でも、本当にそうなのでしょうか。株価だけが上がって景気が上向かないとか、株価だけが上がって雇用が回復しないなんて状態が、狙って作れるのでしょうか。
常識的には、ちょっと考え辛いです。
株価と雇用には強いプラスの相関がある
このことに関して、興味深い記述を見つけました。ちなみに、元内閣参事官の高橋洋一氏の記事の一部です。
日本の株価について、バブル崩壊以降の1995年から年平均で見て、その年の名目国内総生産(GDP)との関係をみると、相関係数は0・7程度になる。米英では相関係数が0・9程度であるのと比べると低いが、それでも景気と株価の間には、一定の相関がある。1
ここにあるように、株価と景気には強いプラスの相関があるようです。プラスの相関というのは、要するに、株価が上がれば景気がよくなる確率が高いということです。
景気がよくなれば雇用も増えるわけですから、世の中で株高を批判している人の意見が荒唐無稽であることが分かります。

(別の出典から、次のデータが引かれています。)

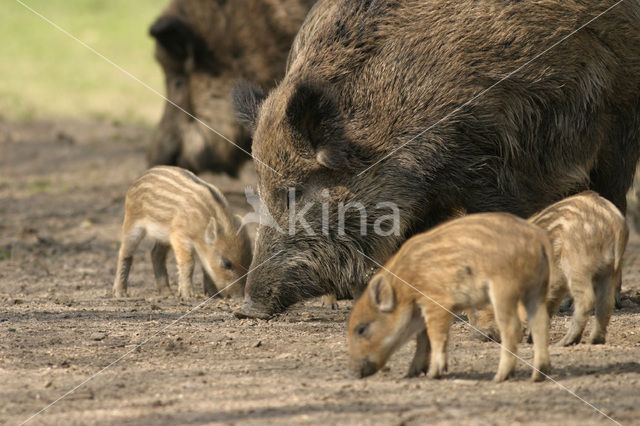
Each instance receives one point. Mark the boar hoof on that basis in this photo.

こうした事実を否定したい人は今でもいて、あれやこれやと理屈をつけて批判しています。でも、統計的に関連が説明できているのですから、何を言っても、説得力に欠ける意見と言えるでしょう。
金融緩和が株価にも景気にも雇用にも効果がある
ところで、株価と景気、雇用に関連があるのは、ある意味当然と言えるでしょう。
まず、雇用に関しては、金融政策で対応可能であると考えられています。例えばアメリカだと、雇用に関する政策責任をおっているのは、FRB の議長です。日本で言ったら、日銀総裁にあたる人ですね。その立場の人が雇用の責任を負うという事は、金融政策で雇用対策ができると考えられているからです。

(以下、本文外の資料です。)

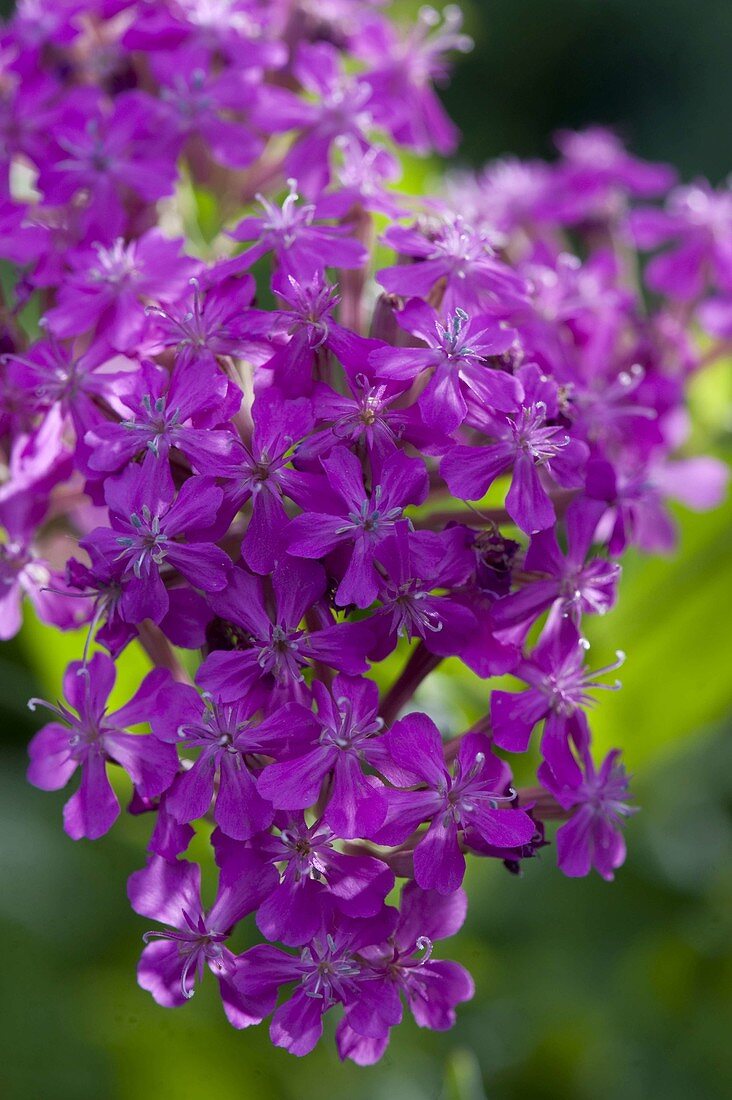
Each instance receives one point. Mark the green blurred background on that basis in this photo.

次に株価ですが、株価も金融政策で上げることが可能です。金利は株価を決定するファクターの一つと見られています。金利が下がれば、株価は上がるわけですね。
ということは、株価が上がったから雇用状況がよくなったというわけでは無いことになります。むしろ、金利が下がったから、株価も上がり雇用もよくなったという理解をする方が正しいでしょう。
ただ、株価というのはいわゆる先行指標です。一方で、有効求人倍率や完全失業率などの雇用の指標は、いわゆる遅行指標です。ですから、順番としては株価が上がってから、雇用環境がよくなるように見えるわけですね。
世の中の誤った意見に惑わされないのが大事
とにかく大事なことは、一部の人のエキセントリックな意見に惑わされないことです。株価が上がるのは、金持ちだけのメリットではありません。

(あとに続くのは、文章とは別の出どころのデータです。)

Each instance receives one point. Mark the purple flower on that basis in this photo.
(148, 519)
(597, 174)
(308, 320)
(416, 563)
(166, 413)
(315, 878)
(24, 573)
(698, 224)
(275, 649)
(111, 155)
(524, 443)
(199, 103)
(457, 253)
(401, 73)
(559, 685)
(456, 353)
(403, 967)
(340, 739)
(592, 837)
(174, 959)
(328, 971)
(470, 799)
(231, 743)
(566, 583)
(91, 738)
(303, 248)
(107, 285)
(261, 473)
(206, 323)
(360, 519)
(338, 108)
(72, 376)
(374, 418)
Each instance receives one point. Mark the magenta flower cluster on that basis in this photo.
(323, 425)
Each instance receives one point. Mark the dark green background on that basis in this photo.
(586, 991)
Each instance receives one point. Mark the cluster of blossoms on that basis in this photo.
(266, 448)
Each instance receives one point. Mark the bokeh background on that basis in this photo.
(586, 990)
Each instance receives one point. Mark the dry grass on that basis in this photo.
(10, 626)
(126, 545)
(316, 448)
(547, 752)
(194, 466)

ちょっと厄介なのが、専門家や知識人を装った人が、いいかげんなことをいう事が多いという点でしょうか。経済の専門家風の人が、「株価が上がっても金持ちのメリットにしかならない」なんていったら、普通の人は信じてしまいますよね。
ニュース解説員とか経済部記者なんていう人たちが、かなり怪しいことをいう事が多いようです。まあ、時には、経済系の大学教授がとんでもないことを言ったりもしますけど。全然あたらない予想を何年も続けても、テレビに出続ける大学教授とかいるんですよね。固有名詞は挙げませけど。
何にしても、一部の専門家は、自説を通すために、かなり無茶な主張をすることがあるようです。ですから、注意が必要です。